Arrest of Mexican army general ordered in case of missing students
By Natalie Kitroeff
Mexican prosecutors have obtained a warrant for the arrests of an army general and 15 other soldiers in connection with the disappearance of 43 students in 2014, a crime considered one of the worst atrocities in the country’s recent history.
The students are widely believed to have been massacred in central Mexico after a night of violence in the town of Iguala, when police officers accused of working with the criminal cartel in the area forced them off buses, shot some of them and took the rest away. Authorities have only ever identified the remains of three students.
Investigations by the government’s truth commission into the case and a group of independent experts have said every level of government was involved, including the military, which they said had closely monitored the attack on the students in real time, but did not use that information to help locate them.
The general, Rafael Hernández Nieto, was accused of being involved in organized crime and the soldiers were accused of organized crime and forced disappearance, according to the judge’s order issuing the warrants, which was reviewed by The New York Times. A former judge, to whom some of the students were taken before reportedly being handed over to the cartel, was also accused of forced disappearance.

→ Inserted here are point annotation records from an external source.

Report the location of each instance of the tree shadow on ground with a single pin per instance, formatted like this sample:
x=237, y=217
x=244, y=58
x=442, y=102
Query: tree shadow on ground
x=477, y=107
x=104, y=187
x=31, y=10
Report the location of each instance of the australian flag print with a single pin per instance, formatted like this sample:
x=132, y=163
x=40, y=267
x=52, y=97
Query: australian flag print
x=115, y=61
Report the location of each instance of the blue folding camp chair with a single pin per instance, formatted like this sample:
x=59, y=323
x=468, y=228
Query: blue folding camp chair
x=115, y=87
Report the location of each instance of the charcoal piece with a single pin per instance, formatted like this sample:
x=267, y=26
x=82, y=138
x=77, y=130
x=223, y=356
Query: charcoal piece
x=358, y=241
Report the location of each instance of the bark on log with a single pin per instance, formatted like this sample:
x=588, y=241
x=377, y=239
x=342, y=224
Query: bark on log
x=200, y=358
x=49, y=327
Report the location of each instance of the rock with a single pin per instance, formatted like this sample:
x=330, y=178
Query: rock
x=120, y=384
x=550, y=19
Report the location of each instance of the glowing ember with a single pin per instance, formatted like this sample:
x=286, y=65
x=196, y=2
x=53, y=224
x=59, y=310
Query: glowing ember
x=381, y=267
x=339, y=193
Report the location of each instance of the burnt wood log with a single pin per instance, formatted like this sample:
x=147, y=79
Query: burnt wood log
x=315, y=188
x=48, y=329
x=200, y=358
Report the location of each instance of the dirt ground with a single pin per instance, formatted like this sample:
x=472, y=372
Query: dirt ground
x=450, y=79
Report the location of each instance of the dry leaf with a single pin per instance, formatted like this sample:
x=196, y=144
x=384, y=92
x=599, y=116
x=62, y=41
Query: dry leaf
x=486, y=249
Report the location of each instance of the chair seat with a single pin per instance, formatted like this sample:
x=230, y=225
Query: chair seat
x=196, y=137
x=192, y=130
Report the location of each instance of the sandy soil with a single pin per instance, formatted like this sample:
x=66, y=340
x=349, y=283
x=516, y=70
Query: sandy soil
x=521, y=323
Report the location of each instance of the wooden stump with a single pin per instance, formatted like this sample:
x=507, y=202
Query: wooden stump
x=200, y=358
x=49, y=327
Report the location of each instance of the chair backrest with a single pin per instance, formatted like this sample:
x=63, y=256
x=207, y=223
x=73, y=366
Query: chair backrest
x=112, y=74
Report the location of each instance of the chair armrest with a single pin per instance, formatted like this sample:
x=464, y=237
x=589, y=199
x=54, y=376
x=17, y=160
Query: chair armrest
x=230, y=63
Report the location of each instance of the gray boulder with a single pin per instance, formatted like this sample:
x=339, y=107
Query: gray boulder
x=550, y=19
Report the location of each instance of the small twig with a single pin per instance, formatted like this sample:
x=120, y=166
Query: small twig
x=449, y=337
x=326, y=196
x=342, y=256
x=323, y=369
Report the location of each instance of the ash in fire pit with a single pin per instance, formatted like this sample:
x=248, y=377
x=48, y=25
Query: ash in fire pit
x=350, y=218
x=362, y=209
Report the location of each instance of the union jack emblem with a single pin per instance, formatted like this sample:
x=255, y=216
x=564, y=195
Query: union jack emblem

The development was a sign of some progress in the government’s investigation into the crime, which has suffered a series of setbacks and raised questions about President Andrés Manuel López Obrador’s willingness to hold the army accountable for its alleged role.
Prosecutors first obtained arrest warrants for Nieto and 19 other soldiers in August, but then, in an abrupt reversal, asked a judge to revoke most of them about three weeks later, citing “deficient evidence” in their own case. Four members of the military were arrested, including one general, but the rest remained free.
The lead prosecutor on the case quit soon after. Two of the four independent experts investigating the case also resigned. López Obrador defended the decision at the time, saying that “the investigation continues, and there is no impunity.”
César González, a lawyer representing the soldiers, said Wednesday that the government’s case against his clients was weak, and criticized the attorney general for relying on the testimony of cartel members.
The attorney general’s office, González said, is “manipulating at will the statements of members of organized crime to try to give a little more support to a case that has been falling apart.”
Santiago Aguirre, the principal lawyer representing the families of the missing students, said that the government has solid evidence against the soldiers and that the original warrants were only canceled because of political pressure.
“The president informed the families directly that the accusation of such a high number of soldiers had made the army angry,” Aguirre said in an interview, describing a meeting between the families of the students and López Obrador in September. “And that caused Attorney General Alejandro Gertz to order his people to suspend some of the warrants.”
The parents of the victims continued to demand the arrest of more soldiers, Aguirre said, and the remaining independent experts said they would only continue their work on the case if the warrants were reissued.
“It was a requirement for us to continue our work because there was evidence to support the warrants, and the decision to withdraw them had been arbitrary,” said Carlos Beristain, one of the experts. “An investigation must be done on the basis of evidence, not pressures.”
López Obrador has given the armed forces sweeping new powers and has consistently backed them despite criticism that he is paving the way for the rise of a military state.
Still, the disappearance of the 43 students has become a political sore spot for the president, who made solving the case one of his most urgent priorities after taking office in 2018, but has struggled to show consistent progress.
After the attorney general handed the case to a prosecutor with little experience on it last fall, concerns grew about López Obrador’s commitment to building a solid criminal case against all those involved, including, possibly, more soldiers.
“This case has shown the power the army has and its insubordination to civilian authorities,” said Catalina Pérez Correa, an expert on the military at Mexico’s Center for Research and Teaching in Economics.
The new arrest warrants, she said, were “just a first signal of a limit to that power.”